Untuk itu, Komnas Perempuan memberikan sejumlah rekomendasi kepada lembaga-lembaga terkait. Kepada Kementerian Pemberdayaan Perempuan dan Perlindungan Anak (KPPPA), Komnas Perempuan merekomendasikan agar terdapat kebijakan yang lebih aplikatif dalam hal pelaksanaan layanan terpadu.

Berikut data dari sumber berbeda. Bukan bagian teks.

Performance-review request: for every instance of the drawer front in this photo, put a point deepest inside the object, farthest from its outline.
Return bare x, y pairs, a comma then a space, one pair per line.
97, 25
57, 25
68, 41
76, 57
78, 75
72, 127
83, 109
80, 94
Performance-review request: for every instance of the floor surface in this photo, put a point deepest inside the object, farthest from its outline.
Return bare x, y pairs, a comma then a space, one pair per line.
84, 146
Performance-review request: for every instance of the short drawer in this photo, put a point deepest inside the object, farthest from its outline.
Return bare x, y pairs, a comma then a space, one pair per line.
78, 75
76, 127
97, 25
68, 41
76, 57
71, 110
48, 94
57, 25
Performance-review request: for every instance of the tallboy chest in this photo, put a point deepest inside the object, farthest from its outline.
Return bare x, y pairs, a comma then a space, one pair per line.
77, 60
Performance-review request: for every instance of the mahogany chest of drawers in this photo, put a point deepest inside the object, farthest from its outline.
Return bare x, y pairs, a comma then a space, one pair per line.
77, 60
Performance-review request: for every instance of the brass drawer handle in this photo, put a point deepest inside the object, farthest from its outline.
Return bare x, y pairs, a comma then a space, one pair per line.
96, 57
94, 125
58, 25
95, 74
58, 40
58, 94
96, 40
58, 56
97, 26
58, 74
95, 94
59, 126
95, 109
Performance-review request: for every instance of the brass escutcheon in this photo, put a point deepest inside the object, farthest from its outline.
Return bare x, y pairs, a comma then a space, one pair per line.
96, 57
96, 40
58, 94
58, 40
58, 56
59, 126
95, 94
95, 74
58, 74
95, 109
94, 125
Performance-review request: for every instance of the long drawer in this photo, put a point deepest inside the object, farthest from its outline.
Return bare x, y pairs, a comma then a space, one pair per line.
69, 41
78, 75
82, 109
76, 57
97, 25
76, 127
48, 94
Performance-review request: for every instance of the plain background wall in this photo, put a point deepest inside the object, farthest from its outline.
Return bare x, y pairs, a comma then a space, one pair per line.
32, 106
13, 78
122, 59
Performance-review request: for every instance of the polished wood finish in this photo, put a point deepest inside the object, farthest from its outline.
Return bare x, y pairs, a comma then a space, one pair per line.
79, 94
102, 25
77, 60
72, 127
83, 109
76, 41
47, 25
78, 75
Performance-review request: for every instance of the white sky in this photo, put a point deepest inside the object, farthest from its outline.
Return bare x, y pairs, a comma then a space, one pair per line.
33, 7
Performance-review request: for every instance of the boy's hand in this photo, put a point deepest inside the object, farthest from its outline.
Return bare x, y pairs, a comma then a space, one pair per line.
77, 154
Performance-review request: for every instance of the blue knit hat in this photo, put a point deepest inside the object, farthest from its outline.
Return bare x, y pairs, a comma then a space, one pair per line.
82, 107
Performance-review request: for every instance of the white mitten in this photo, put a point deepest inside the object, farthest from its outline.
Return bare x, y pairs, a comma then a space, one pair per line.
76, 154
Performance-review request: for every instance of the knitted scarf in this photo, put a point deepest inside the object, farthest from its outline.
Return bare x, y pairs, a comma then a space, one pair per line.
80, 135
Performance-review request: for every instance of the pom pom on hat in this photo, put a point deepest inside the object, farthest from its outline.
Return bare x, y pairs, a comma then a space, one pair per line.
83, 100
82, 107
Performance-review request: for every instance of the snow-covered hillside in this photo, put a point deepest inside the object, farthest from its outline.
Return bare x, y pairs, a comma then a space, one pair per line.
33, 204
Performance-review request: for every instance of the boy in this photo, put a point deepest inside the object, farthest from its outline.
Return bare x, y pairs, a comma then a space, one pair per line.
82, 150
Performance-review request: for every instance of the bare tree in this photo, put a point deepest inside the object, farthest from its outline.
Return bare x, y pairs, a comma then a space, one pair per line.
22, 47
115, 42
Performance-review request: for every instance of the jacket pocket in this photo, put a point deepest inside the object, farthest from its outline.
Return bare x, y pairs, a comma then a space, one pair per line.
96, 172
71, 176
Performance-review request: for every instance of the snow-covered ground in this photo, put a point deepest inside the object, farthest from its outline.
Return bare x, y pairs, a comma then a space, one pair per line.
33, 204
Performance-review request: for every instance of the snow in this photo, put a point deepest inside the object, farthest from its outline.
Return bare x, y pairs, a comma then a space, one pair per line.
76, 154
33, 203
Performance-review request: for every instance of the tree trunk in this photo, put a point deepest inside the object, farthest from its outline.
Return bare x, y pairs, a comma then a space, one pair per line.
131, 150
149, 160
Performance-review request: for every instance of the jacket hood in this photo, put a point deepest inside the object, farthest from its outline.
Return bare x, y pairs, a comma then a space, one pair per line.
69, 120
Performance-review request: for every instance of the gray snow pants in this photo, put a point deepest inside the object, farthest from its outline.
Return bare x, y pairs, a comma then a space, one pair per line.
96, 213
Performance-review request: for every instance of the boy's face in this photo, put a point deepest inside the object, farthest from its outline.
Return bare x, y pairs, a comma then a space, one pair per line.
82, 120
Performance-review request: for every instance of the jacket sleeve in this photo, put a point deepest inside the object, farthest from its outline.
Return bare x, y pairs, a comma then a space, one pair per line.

Kepada Kementerian Kesehatan, direkomendasikan agar dikembangkannya mekanisme penanganan kekerasan terhadap perempuan dan peningkatan kapasitas bagi petugas kesehatan di semua jenjang pelayanan kesehatan.
Ada pula rekomendasi terhadap pemerintah daerah untuk memastikan agar substansi layanan terpadu dapat terintegrasi dalams setiap kebijakan daerah, kepada UPTD-P2TP2A dan lembaga layanan masyarakat untuk mengembangkan SOP pelaksanaan kebijakan, kepada Kementerian Dalam Negeri agar mendorong pemerintah daerah untuk memproduksi kebijakan yang memberikan perhatian khusus kepada kelompok rentan, dan kepada institusi penegak hukum untuk memastikan kebijakan yang telah ada berpihak pada perempuan korban kekerasan.
“Salah satu tujuan berdirinya Komnas Perempuan adalah meningkatkan upaya pencegahan dan penanggulangan segala bentuk kekerasan terhadap perempuan. Hal ini diimplementasikan dengan memastikan ruang-ruang pemenuhan hak asasi perempuan, terutama hak perempuan korban kekerasan, menjadi tanggung jawab negara. Berbasis hasil kajian ini, Komnas Perempuan menyampaikan rekomendasi untuk perbaikan layanan terpadu yang efektif bagi perempuan korban kekerasan.”